For those who missed the session, here are the 7 insights we learned by walking our own talk:

  1. Leader boards increase the competition in the community, while members are team players by nature. We found that leader boards tend to make the active more active and the passive more passive, resulting in a gap between members. This element is often too competitive in a community and often only stimulates activity in the short run.
  2. Badges are a great way to reward members for their efforts. It can really make members proud of their contribution.
  3. Game elements should be surprising, yet integrated in a transparent way. We must try to surprise our members to evoke curiosity. However, when doing so, it’s crucial to keep it transparent and show step by step how members can unlock the next surprise.
  4. Tangible rewards are a nice extra, but should not be the reason for joining a community. Material rewards are counter-productive in the long run if they are members’ primary reason for participating. Members will only show behaviour which is necessary to obtain that reward, not more. This is not the kind of behaviour you wish for as a community manager because you want members to share more and richer feedback.
  5. New members are mostly triggered by the informational benefits. New members will want to participate in order to add something new to the discussion and to learn from it. We’ve discovered that the emotional and social aspects become more important along the way once they start to know each other better. So, and especially at the beginning, emphasize the informational benefits.
  6. Feedback is an effective way to celebrate success in the long run.
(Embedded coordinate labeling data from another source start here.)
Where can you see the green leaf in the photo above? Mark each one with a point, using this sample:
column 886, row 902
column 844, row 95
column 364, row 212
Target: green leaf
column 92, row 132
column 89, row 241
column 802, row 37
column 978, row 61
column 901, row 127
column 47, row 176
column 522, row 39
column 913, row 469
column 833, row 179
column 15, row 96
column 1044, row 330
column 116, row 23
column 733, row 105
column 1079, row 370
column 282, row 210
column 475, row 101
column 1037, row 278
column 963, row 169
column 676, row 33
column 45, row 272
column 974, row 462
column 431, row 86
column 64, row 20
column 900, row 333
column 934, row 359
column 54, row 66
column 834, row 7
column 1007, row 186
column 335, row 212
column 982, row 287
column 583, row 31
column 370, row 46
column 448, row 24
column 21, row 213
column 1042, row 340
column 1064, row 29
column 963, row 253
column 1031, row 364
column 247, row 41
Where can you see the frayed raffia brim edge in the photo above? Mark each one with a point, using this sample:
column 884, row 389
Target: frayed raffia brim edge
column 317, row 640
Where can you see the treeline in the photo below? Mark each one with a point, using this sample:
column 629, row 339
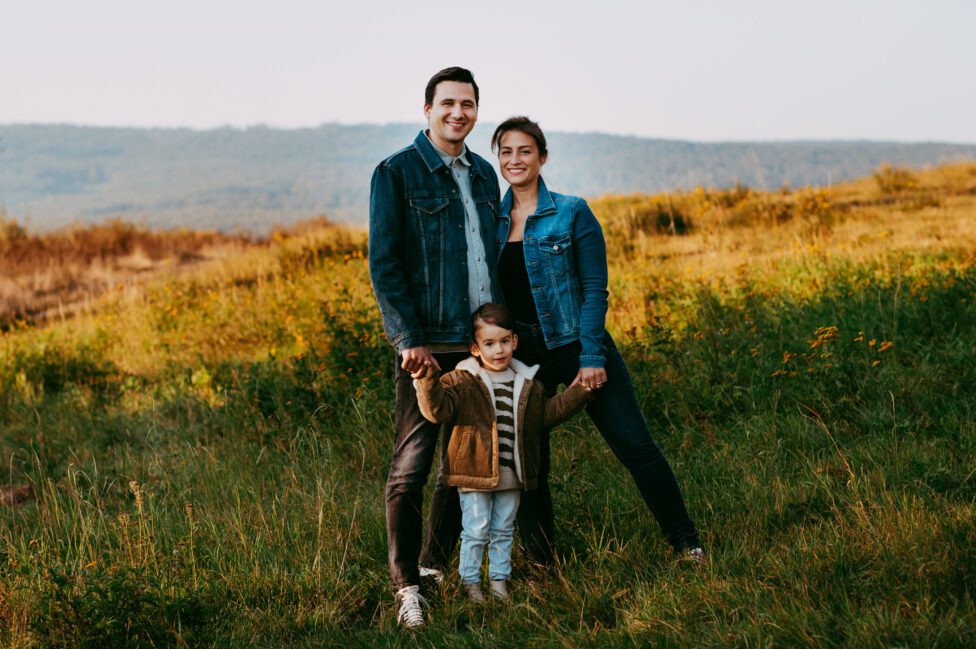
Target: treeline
column 249, row 179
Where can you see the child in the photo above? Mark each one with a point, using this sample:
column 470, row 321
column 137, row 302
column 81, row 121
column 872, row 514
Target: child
column 496, row 413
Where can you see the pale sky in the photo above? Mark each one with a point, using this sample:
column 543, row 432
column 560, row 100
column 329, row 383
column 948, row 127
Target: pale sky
column 749, row 70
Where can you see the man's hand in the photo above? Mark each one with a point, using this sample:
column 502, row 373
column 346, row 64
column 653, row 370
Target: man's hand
column 592, row 378
column 416, row 360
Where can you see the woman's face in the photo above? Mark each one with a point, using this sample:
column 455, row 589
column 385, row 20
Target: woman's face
column 518, row 159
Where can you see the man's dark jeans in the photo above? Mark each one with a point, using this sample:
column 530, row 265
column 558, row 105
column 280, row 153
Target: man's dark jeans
column 617, row 415
column 414, row 446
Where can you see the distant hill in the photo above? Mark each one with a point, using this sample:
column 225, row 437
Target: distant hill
column 252, row 178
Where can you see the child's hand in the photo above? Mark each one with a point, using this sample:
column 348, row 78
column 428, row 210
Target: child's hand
column 421, row 372
column 592, row 378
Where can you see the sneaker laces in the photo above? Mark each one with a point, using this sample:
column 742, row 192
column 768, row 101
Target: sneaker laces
column 411, row 612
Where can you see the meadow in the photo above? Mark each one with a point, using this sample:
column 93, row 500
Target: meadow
column 208, row 450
Giving feedback in the short term, on a personal level, definitely helps motivating the member to continue participating. In the end, feedback is crucial for creating engagement in the long run because it will show what you have accomplished with the whole group the past week, month or even quarter. So, use this feedback to celebrate your success together!
  7. Use storytelling to create engagement for upcoming themes.  Working around themes gives a good overview and creates curiosity for the upcoming discussions. Use some of the ‘play elements’ to back up these themes (e.g. count down, badges and a secret room).